The reason for this choice is extremely "human": in those conditions, comfort and reassurance are extremely useful for a tired mind like that of an astronaut, who could experience moments of discouragement given by the distance from home and the exaggerated conclusions that would be brought to think realizing that the ISS is not really an emergency room.
Dr. Moll says that "it was incredible to receive a call from an astronaut in space. He just wanted to talk to me like he was one of my other patients. And surprisingly the call connection was better than when I call my family in Germany.".
Four days before the astronaut's return journey to Earth, Apixaban's intake is then stopped. Moll and the NASA team made this decision by virtue of some considerations on the re-entry process, and how the descent phase can be physically demanding and potentially dangerous for astronauts. There was a desire to prevent any injury from worsening under the effect of blood thinners. The astronaut landed safely on Earth and eventually the blood clot no longer required medical attention.
But didn't they notice?
The blood clot of this astronaut was asymptomatic, which is why the medical evaluation team did not notice his presence before departure. The astronaut showed no symptoms and the DVT was only discovered when he found himself performing ultrasound analyzes on the neck, during a study on the ways in which body fluids (in particular blood) are redistributed in zero gravity. If it weren't for this experiment, the astronaut would have faced a worse fate.
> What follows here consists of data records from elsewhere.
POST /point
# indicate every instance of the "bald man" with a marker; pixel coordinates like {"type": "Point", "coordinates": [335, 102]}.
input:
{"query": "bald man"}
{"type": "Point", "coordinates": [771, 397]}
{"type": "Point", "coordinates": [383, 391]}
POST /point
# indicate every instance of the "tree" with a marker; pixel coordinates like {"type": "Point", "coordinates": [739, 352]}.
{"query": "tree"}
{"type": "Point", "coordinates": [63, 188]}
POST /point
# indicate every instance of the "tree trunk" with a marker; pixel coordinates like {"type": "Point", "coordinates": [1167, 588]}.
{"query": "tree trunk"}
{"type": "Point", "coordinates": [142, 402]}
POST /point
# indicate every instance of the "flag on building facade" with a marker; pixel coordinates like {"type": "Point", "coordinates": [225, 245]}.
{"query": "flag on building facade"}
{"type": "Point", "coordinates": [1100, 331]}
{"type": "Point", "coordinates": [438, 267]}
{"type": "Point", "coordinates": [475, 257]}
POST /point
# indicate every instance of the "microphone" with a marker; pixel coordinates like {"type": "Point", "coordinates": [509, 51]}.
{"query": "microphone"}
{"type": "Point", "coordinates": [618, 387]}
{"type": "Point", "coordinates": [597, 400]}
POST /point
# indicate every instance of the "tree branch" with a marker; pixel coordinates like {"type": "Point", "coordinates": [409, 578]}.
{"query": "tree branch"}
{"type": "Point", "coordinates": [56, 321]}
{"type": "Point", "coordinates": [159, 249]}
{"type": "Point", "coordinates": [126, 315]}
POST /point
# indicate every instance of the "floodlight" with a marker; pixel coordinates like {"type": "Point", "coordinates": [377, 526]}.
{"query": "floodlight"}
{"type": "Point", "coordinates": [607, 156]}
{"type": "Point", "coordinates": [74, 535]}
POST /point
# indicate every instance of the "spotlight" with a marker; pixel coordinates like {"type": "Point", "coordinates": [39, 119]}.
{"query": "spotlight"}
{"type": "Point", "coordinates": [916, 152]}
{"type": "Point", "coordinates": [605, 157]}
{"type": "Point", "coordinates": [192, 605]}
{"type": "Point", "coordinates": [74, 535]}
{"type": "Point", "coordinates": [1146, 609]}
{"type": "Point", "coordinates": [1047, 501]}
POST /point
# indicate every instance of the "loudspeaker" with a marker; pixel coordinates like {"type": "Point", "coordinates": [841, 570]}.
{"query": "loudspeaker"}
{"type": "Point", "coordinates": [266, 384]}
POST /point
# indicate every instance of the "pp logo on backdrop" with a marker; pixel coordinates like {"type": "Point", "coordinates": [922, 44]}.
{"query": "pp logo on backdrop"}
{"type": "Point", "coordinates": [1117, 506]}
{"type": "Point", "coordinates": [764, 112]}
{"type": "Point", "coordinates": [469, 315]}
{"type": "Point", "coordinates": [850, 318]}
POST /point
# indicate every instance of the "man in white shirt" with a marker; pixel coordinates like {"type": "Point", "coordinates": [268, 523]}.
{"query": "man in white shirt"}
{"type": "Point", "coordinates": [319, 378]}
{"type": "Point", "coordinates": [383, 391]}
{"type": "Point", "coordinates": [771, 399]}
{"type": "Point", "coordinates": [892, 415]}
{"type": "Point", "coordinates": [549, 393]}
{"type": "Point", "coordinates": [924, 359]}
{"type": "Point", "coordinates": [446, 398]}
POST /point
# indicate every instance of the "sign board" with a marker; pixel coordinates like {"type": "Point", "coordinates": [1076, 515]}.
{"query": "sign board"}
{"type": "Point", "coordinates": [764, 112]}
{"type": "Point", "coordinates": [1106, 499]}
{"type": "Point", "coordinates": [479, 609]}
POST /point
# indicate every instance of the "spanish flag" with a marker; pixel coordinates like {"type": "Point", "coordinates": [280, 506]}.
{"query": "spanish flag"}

That's why Dr. Moll continues to work with NASA from now on and says further research is needed to fully understand how blood and blood clots behave in space.
"It is something that is more common in space? "Moll asked."How to minimize the risk of DVT? Should there be multiple drugs kept for it in the ISS? All these questions need to be answered, especially when astronauts undertake longer missions to the moon and Mars."
A study to collect ideas
Serena Auñón-Chancellor, associate professor of medicine at LSU Health, the campus of the School of Medicine of New Orleans in Baton Rouge, is the main author of the article describing the case of the clot on the ISS, published on January 2, 2020 in New England Journal of Medicine.
Eleven astronauts were involved in the vascular study, which sought to fill in the gaps on circulatory physiology. These studies will not only benefit patients on Earth, but could be critical to astronauts' health during future space exploration missions on the Moon and Mars.
In particular, the study collected data on the structure and functioning of the internal jugular vein in a long-lasting space flight, in which astronauts are exposed to continuous changes in the flow of blood and tissue fluids.
Ultrasound examinations of the astronauts' internal jugular veins were performed at scheduled times during the mission, thus bringing to light the clot problem.
The article highlights a particular aspect of zero-gravity injections: the withdrawal of liquids from the vials represented a significant challenge due to the effects of surface tension. Furthermore, although the size of the clot has progressively decreased, the spontaneous blood flow was still absent after 90 days of anticoagulant treatment.
The astronaut was thus brought back to Earth. Upon landing, an ultrasound showed the clot flattened on the walls of the blood vessel, therefore without the need for further care. The clot was still present 24h later the landing, but within ten days it was correctly eliminated by the body. The biggest question that remains is: how can you deal with such an emergency on a long-term mission to Mars?